また、前記ろ過処理を複数回行って、複数回の前記ろ過処理を施された前記ろ液を得ることもできる。こうすれば、微小なナノバブルをより高濃度で含むナノバブル溶液を簡便に製造することができる。また、この場合、前記ろ過処理を少なくとも一回行って得られたろ液を保持する第一工程と、前記第一工程で使用された前記多孔性フィルターの内部に含まれる気体の量を増加させる乾燥処理を行う第二工程と、前記第二工程で乾燥処理が施された前記多孔性フィルターに、前記第一工程で保持された前記ろ液を通す追加ろ過処理を行う少なくとも一回行う第三工程と、を含むことができる。こうすれば、微小なナノバブルをより一層、高濃度で含むナノバブル溶液を簡便に製造することができる。また、前記多孔性フィルターは、疎水性フィルターであるとすることもできる。こうすれば、微小なナノバブルをより高濃度で含むナノバブル溶液を簡便に製造することができる。また、この場合、前記疎水性フィルターは、フッ素含有樹脂製フィルターであるとすることもできる。こうすれば、微小なナノバブルをより高濃度で含むナノバブル溶液を簡便且つ確実に製造することができる。また、前記ろ過処理において、乾燥状態の前記多孔性フィルターに前記溶液を通すこともできる。こうすれば、微小なナノバブルをより高濃度で含むナノバブル溶液を簡便に製造することができる。

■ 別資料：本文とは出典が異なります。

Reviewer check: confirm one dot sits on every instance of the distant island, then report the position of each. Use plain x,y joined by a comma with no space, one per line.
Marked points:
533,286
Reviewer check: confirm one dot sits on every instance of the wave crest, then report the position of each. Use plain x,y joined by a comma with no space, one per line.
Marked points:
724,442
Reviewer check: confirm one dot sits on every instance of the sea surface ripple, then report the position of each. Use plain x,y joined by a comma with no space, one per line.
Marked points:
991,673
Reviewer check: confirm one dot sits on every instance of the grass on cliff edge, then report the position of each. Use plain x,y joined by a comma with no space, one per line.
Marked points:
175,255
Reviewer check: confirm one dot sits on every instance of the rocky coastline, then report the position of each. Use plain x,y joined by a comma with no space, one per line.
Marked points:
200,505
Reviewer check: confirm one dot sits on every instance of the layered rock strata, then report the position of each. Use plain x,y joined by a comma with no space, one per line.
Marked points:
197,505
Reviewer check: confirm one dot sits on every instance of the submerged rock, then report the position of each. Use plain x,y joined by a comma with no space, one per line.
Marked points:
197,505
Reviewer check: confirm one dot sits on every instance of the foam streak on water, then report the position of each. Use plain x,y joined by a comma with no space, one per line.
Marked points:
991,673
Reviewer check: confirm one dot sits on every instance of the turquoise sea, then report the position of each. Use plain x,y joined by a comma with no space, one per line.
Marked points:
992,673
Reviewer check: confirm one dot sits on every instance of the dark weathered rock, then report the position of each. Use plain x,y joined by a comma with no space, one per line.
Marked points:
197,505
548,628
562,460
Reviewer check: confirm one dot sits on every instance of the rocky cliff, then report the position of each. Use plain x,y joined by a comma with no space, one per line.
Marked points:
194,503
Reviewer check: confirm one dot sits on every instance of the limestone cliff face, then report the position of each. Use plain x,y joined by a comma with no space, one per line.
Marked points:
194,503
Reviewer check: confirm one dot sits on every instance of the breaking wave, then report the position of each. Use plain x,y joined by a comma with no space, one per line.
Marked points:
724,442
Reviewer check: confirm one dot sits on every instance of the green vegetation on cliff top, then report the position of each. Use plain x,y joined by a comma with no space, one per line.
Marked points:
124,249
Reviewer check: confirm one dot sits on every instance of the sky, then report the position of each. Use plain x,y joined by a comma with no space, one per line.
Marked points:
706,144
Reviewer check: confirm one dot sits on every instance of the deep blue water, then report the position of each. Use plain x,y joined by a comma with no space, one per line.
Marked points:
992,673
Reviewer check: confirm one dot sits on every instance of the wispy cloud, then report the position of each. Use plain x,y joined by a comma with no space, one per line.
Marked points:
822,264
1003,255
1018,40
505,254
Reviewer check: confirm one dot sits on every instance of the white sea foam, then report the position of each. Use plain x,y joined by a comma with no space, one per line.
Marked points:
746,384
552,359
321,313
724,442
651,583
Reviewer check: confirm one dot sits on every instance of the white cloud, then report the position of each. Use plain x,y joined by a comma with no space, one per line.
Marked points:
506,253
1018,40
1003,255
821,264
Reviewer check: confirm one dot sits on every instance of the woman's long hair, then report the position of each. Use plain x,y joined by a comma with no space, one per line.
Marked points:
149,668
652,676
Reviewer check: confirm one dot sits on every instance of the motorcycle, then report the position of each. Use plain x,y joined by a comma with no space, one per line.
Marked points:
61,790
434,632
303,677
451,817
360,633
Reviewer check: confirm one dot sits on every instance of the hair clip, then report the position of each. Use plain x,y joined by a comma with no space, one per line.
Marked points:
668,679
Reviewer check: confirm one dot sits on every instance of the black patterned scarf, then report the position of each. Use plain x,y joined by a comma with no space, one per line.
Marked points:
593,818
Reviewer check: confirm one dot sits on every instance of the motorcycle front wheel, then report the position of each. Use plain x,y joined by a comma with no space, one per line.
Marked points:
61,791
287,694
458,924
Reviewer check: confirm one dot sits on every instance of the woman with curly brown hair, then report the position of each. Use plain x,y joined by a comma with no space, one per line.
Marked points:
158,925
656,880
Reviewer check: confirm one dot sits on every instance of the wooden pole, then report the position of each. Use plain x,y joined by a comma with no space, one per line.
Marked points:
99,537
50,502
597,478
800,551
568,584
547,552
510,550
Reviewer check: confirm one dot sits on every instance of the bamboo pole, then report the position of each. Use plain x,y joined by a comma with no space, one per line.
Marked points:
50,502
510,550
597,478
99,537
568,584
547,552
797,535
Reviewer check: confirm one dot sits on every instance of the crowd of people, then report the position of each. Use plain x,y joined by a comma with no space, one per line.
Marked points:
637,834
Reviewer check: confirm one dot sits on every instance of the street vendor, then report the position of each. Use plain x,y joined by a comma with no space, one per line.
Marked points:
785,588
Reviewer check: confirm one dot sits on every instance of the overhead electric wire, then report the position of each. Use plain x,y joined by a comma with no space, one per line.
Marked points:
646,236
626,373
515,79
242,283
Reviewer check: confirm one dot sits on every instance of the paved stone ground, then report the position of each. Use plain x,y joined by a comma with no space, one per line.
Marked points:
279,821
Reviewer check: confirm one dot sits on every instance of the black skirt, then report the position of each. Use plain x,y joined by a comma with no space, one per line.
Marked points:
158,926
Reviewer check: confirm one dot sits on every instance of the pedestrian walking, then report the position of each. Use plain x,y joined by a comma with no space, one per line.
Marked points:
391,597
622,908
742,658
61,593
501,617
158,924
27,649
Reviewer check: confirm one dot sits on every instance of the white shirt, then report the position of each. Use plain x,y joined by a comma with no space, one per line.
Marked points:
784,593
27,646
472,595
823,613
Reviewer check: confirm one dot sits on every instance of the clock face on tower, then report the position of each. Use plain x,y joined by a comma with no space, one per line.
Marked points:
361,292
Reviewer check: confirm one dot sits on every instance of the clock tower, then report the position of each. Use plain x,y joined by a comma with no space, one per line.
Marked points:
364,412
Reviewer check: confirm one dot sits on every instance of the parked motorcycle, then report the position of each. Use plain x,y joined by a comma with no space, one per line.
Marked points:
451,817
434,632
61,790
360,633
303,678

上記課題を解決するための本発明の一実施形態に係るナノバブル溶液は、上述のいずれかの製造方法により製造された、ナノバブルを含む溶液であることを特徴とする。本発明によれば、微小なナノバブルを含むナノバブル溶液を提供することすることができる。
上記課題を解決するための本発明の一実施形態に係るナノバブル溶液は、直径が50nm未満のナノバブルを含む溶液であることを特徴とする。本発明によれば、微小なナノバブルを含むナノバブル溶液を提供することすることができる。また、前記ナノバブル溶液に含まれるナノバブルのうち、個数にして10%以上が、前記直径が50nm未満のナノバブルであるとすることもできる。こうすれば、微小なナノバブルを高濃度に含むナノバブル溶液を提供することすることができる。また、このナノバブル溶液は、直径が10nm以下のナノバブルを含むこともできる。こうすれば、より微小なナノバブルを含むナノバブル溶液を提供することすることができる。この場合、前記ナノバブル溶液に含まれるナノバブルのうち、個数にして50%以上が、前記直径が10nm以下のナノバブルであるとすることもできる。こうすれば、より微小なナノバブルを高濃度に含むナノバブル溶液を提供することすることができる。
上記課題を解決するための本発明の一実施形態に係るナノバブル溶液の利用方法は、上述のいずれかのナノバブル溶液を、基材表面に接触させて、前記ナノバブル溶液に含まれるナノバブルを前記基材表面に吸着させることを特徴とする。本発明によれば、ナノバブル溶液をクリーンな基材表面処理剤として利用することができる。また、この場合、前記ナノバブルが吸着した前記基材表面に、界面活性剤を含む溶液を接触させて、前記基材表面から前記ナノバブルを除去することもできる。こうすれば、ナノバブルの基材表面への吸着と脱着とを効果的に制御することができる。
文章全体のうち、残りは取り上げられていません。